2007-12-14

MultiField variables in pyRete

I've been thinking about MultiField variables quite a bit these past few weeks. I want to fit them into pyRete. However, they're a bit different from SingleField variables - as this snippet shows:

CLIPS> (deftemplate Person (multislot name))
CLIPS> (assert (Person (name Astrid Ingrid Eowyn Lindberg)))
[fact-1]
CLIPS> (defrule match-names
(Person (name $?n1 $?n2))
=>
(printout t $?n1 " " $?n2 crlf))
CLIPS> (run)
() (Astrid Ingrid Eowyn Lindberg)
(Astrid) (Ingrid Eowyn Lindberg)
(Astrid Ingrid) (Eowyn Lindberg)
(Astrid Ingrid Eowyn) (Lindberg)
(Astrid Ingrid Eowyn Lindberg) ()
As you can see a MultiField variable can, and will, hold all possible combinations of values found in a multislot.

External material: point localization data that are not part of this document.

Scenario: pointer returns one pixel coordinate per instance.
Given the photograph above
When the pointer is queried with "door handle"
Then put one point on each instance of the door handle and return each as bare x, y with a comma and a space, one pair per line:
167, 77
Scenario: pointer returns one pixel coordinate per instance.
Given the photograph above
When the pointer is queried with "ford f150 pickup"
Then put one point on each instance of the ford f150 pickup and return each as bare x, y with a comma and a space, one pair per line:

Given the current design of pyRete this means that I'll have to implement functionality to generate all combinations *within* a Node's match method. I'm slightly worried that this might make the processing quite a bit slower (I believe it's slower in Clips as well but I haven't benchmarked it so I can't really say for sure).

The other thing is that in Clips there's no way of nesting multifield structures. You cannot have a multifield of multifields. When it comes to Python, nested tuples/lists/dicts are common and I'd like to end up with an implementation that supports them.

The question is how to best do that?

In pyRete today there's no equivalent to Single or MultiField variables. Variables are bound to fact-instances and not parts of a fact (attributes of an object). You *can* introduce a variable in the RHS that binds to a part of a fact, but that cannot be done using pattern-matching.

>>> def rule(foo = Foo):
... if foo(something = 100):
... something_else = foo.something_else
... # ...
So what we're talking about here is basically the possibility to do this:

>>> def rule(foo = Foo):
... if foo(something = 100, something_else = something_else):
... # ...
However, this will of course let you do far more sophisticated things than that. For example, you could "filter" out facts based on attribute values in another fact:

>>> def rule(foo = Foo, bar = Bar):
... if foo(something = var) and bar(something_else = var):
... # ...
My thoughts so far are that I'll use __ as Clips use $? and _ as Clips use ?. Named Single and MultiField variables would be _foo and __foo respectively. Variables will default to SingleField so foo and _foo are really the same thing.

Unfortunately those types of variable names already have a meaning in Python. Though I'm not sure I can afford to care about that since there's really no other way to distinguish variable names without breaking syntax rules (which I'm hoping to avoid).

Also, I'd like to introduce a way of specifying a minimum and possibly a maximum number of values a MultiField should take on. That would allow you to, for example, say that all MultiField variables must have at least one value. My Clips example would instead give the following result:
(Astrid) (Ingrid Eowyn Lindberg)
(Astrid Ingrid) (Eowyn Lindberg)
(Astrid Ingrid Eowyn) (Lindberg)

I don't really have a suggestion for syntax for that though, _foo_1toN doesn't really feel right :-)

If you've got any suggestions or thoughts about this I'd love to hear them.

2 kommentarer:

woolfel sa...

generally, multislot are used in 2 ways. the first is comparing the 2 multislots are equal. The second is to test if an element is in the multislot. In clips and JESS, it's a test pattern.

multislots are more expensive, but there's various techniques to get around that.

Johan Lindberg sa...

Hm... well both of those uses are actually covered by allowing lists in a fact's attribute and by allowing the use of Python's in operator in conditional elements. And, that's probably enough for more than 99% of situations.